The sandy soil was easy to dig and had no structure at all, so we could try a new trick. We went to a hardware store and bought a couple of the largest “Wheelie” bins we could find. These were dug into the soil and gravel placed in the base. Now we needed a means of showing how much water collected at the bottom of the bins. We used the 'base piece' and 'float housing' from the wetting front detectors to make a ‘riser’ to the surface. The filter screen in the base piece allowed the water into the riser. The 4 mm off-take on the base piece and tubing was used to suck water out. Then we placed a thin round stick into the float housing (where the floats normally go) so we could measure the depth of water inside – much the same as we use a ‘dipstick’ to measure the amount of oil in the car engine.

The bins were refilled with soil in the order it was removed from the hole and the drip tape went back over the top. Two couve plants were then planted in each bin. Now any water or nutrient going past the couve roots would collect at the bottom of the bin (900 mm) and could be measured accurately.

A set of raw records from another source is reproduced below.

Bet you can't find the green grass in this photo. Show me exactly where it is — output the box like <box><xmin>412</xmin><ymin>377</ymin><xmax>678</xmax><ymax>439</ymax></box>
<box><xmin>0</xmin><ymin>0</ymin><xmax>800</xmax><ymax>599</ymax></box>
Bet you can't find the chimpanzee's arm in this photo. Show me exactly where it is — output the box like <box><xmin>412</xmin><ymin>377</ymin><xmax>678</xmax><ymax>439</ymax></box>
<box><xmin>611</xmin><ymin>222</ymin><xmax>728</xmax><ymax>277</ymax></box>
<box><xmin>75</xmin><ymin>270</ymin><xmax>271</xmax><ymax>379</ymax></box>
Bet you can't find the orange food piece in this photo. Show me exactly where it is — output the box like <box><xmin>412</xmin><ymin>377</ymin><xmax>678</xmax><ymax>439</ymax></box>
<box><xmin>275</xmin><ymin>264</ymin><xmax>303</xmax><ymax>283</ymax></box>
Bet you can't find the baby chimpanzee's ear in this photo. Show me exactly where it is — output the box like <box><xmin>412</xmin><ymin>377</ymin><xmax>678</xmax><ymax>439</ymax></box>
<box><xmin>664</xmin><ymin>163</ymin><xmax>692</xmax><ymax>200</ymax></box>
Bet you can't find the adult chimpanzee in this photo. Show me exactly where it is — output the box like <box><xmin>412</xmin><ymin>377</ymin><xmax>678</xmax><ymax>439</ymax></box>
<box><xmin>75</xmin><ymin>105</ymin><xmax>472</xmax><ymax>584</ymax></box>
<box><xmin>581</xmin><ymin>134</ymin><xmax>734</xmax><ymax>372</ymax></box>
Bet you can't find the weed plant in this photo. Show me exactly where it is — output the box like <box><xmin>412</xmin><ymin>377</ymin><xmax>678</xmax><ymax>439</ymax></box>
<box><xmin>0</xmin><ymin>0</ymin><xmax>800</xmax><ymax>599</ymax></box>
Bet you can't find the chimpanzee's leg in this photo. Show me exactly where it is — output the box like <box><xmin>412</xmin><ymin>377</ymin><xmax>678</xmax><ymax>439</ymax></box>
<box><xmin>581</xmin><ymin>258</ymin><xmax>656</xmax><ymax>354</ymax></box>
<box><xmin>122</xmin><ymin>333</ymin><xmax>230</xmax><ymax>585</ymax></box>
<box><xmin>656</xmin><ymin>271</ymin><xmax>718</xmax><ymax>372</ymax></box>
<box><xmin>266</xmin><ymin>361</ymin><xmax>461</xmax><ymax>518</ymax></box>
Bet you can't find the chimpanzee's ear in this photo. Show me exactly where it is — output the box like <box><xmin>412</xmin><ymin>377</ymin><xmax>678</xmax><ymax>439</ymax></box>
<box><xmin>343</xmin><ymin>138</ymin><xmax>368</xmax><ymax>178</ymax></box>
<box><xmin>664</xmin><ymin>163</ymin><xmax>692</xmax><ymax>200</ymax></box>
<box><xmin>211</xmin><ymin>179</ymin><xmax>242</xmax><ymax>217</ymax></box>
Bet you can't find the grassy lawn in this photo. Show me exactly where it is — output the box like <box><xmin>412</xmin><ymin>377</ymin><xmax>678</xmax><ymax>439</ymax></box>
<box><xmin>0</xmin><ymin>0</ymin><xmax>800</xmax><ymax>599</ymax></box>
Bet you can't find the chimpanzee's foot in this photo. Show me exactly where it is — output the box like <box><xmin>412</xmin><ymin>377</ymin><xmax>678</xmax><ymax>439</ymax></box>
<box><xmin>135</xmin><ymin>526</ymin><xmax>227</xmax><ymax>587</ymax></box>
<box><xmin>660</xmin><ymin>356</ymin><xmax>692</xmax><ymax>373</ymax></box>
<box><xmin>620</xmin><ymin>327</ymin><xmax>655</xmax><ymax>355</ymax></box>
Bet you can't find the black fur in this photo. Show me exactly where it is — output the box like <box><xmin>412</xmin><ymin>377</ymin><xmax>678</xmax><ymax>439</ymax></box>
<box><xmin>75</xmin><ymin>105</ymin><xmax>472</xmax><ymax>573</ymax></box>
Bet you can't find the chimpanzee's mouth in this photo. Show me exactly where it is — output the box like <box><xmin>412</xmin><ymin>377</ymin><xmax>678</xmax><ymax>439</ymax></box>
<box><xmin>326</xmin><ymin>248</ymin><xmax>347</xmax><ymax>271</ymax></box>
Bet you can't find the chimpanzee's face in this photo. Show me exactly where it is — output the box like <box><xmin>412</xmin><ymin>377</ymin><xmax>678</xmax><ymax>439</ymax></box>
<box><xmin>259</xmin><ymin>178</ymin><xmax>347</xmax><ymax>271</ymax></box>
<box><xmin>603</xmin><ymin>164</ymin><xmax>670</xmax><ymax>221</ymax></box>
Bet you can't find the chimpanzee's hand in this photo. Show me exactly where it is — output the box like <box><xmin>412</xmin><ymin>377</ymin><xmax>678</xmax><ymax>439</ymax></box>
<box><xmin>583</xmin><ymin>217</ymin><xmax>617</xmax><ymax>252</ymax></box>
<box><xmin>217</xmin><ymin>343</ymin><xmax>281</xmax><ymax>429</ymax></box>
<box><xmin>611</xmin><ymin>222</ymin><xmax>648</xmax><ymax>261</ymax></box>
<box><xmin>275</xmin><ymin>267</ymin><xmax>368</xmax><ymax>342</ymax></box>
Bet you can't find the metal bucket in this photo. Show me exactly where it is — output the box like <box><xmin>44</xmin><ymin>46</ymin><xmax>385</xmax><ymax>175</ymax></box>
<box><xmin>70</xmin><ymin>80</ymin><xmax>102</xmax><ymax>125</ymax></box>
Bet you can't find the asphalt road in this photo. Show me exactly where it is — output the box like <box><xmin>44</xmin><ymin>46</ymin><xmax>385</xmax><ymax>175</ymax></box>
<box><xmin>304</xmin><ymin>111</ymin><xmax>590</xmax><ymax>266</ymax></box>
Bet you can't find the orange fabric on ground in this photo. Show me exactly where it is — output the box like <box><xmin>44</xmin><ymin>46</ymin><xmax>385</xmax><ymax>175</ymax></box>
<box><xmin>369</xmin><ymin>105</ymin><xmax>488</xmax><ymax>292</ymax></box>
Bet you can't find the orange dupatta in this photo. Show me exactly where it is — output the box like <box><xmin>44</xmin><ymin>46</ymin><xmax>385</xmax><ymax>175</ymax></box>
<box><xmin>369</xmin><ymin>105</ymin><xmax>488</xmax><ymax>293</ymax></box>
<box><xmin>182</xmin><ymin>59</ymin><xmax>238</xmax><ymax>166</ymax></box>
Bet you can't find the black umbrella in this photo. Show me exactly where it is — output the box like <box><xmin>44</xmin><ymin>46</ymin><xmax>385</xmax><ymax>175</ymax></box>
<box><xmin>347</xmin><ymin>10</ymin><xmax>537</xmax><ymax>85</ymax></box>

You can see the setup going in on youtube at

http://www.youtube.com/watch?v=Cyj6BzdUllI

Monday, December 13, 2010

How good were we really?


This was a good crop, grown with very little water. The first detector samples at 30 cm depth showed that we had lots of nitrate in the soil, left over from the chicken manure applied to previous crops. So we managed with just the nutrients already in this sandy soil. But how good were we really?

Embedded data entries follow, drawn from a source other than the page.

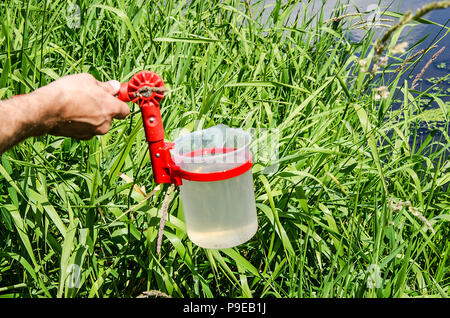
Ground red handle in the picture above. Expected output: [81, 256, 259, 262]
[117, 71, 181, 185]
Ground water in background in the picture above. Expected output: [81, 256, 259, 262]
[255, 0, 450, 157]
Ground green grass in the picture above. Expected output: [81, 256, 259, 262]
[0, 0, 450, 297]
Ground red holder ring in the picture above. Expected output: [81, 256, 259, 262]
[174, 148, 253, 182]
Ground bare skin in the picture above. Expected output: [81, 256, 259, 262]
[0, 73, 130, 154]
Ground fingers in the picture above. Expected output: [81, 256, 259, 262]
[98, 80, 130, 119]
[108, 96, 130, 119]
[97, 80, 120, 95]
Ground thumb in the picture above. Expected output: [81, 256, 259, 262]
[99, 80, 120, 95]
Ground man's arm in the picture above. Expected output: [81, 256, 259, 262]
[0, 74, 130, 154]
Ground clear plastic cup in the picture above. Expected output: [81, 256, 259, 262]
[171, 125, 258, 249]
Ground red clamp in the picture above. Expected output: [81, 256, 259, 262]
[117, 71, 181, 185]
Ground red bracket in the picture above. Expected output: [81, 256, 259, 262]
[117, 71, 181, 185]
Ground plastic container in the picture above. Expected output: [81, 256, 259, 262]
[171, 125, 258, 249]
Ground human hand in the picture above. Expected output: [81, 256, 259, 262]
[32, 73, 130, 140]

For those who follow this blog you will know that I think across five strands of enquiry to answer this question:

1. LOCAL KNOWLEDGE: what do the people I’m working with already know? What do they do and why, and how did they arrive at these practices?
2. THERMODYNAMICS: Measure the water going on - by flow meter, irrigation run time, collecting water in cups (or whatever) and compare with the theoretical amount that can be evaporated - from a weather station, a model, an evaporation pan (or whatever). It does not matter if the method is rough – as long as it is consistent.
3. SOIL WATER STATUS: I go for the simplest measurement protocol and, once I have some local experience, target only a few depths that can give me most of what I need to know (usually Watermark sensors at two depths)
4. WETTING DEPTH: Wetting front detectors that give a visual indication to the irrigator of how deep the irrigation water has penetrated into the root zone
5. SOIL SOLUTION: Measure the electrical conductivity and nitrate concentration from the water samples collected from the wetting front detectors

The reason for five strands of enquiry is that they are independent, but complementary lines of evidence. Frequently, if you look at one strand alone, you think you are doing OK (say soil water status: strand 3). Then you look at nitrate leaching or salt accumulation (strand 5), and it gives a rather different picture. So then you need additional information, like the ratio between water applied and potential evapotranspiration so you can troubleshoot (strand 2).

Wetting front detectors are useful at showing how deep the water is going, and the salt and nutrients that are being carried with the water. But they are not perfect. For example, infiltrating water is captured by the funnel, but when the soil in the funnel is saturated, and the soil outside the funnel is slightly drier, then water can be ‘wicked’ out of the funnel as fast as it arrives. This happens especially in fine sandy soils with no structure, and also when the wetting front detectors are placed quite deep. The water is passing the detector quite slowly, and although some water is accumulating inside, it is wicked out again before the float can pop up.

This was a perfect site to test the ‘problem’ of deep detectors, and to see how much water and nutrient could go past.